For years, marketers could assume that the best campaigns were the ones with the longest runway: months of research, strategy decks, consumer testing and approval cycles before a single ad reached the public. Alison Brod Marketing & Communications (ABMC) would often walk into the final round of a brand pitch with an idea we believed perfectly captured the brief and could quickly propel a product into the zeitgeist, only to be told the client wanted months of strategy and planning behind the concept before activating it.
Speed was often treated as the enemy of rigor, though we were never sure why they equated time—and endlessly revised decks—with success. Today, cultural moments emerge and disappear in hours. Brands that wait for the perfect plan often arrive after the conversation has already moved on.
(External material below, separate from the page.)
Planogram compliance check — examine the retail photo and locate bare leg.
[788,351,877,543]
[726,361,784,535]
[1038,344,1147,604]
That shift has fundamentally changed the mechanics of modern virality. When we think back to those executives now, one line comes to mind, courtesy of Julia Roberts on Rodeo Drive in Pretty Woman: “Big mistake. Huge.”
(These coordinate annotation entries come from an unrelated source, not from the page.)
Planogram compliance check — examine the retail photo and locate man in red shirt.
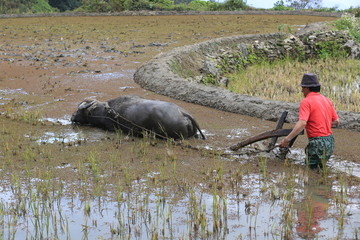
[279,73,340,169]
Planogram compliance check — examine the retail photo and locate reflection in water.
[0,169,360,239]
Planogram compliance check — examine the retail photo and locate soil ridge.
[0,10,342,18]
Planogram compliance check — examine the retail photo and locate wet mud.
[0,15,360,240]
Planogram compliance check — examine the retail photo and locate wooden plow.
[230,111,304,152]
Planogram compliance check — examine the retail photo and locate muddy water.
[0,15,360,239]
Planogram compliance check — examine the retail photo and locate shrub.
[335,13,360,43]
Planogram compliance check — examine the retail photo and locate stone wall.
[134,24,360,130]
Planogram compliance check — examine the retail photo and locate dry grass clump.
[228,59,360,112]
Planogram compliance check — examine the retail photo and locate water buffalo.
[71,95,205,139]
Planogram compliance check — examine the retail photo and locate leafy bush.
[31,0,56,13]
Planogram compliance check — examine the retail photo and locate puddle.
[0,169,360,239]
[36,132,84,143]
[74,70,134,81]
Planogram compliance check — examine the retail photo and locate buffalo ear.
[78,100,96,109]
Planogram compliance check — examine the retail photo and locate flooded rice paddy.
[0,15,360,239]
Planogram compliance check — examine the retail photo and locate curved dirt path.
[0,15,360,167]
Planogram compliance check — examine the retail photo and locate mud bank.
[134,23,360,131]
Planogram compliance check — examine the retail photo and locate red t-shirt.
[299,92,338,138]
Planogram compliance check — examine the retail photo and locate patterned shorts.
[305,135,335,169]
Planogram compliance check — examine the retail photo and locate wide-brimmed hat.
[300,73,320,87]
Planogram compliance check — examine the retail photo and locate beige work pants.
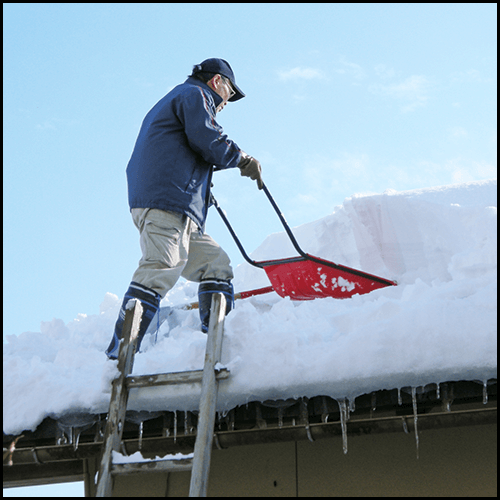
[132,208,234,298]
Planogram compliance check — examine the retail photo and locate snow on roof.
[3,180,497,434]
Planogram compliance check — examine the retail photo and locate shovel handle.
[181,286,274,310]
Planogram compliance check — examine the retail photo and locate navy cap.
[193,57,245,102]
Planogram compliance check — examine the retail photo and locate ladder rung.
[111,458,193,475]
[126,368,229,389]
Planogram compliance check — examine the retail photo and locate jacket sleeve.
[176,87,241,170]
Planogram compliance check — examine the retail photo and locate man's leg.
[106,208,193,359]
[182,232,234,333]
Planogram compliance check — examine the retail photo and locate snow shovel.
[211,185,397,300]
[146,286,273,334]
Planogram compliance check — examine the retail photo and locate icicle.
[411,387,418,460]
[174,410,177,443]
[321,396,329,424]
[401,417,410,434]
[338,399,347,455]
[370,392,377,417]
[139,420,144,450]
[348,398,356,414]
Earlier this year, ABMC was featured in Observer’s 2026 PR Power List and named one of Fast Company’s most innovative companies in PR and brand strategy. Those recognitions reflected something we’ve believed for years: winning isn’t just about speed. The strategy still has to live in the system beforehand, not get built after the fact. But the runway is gone. Brands sometimes have hours, not months, to decide whether to step into a moment, and the ones willing to move that fast are the ones who get the cultural credit—and often sales.
The shift runs deeper than shrinking attention spans. Media now moves through interconnected platforms where a single authentic moment can ripple across TikTok, Instagram, television, newsletters and podcasts within hours, reaching audiences that traditional advertising often struggles to buy. In that environment, cultural relevance depends on understanding how quickly those moments travel, and being ready to act before they pass.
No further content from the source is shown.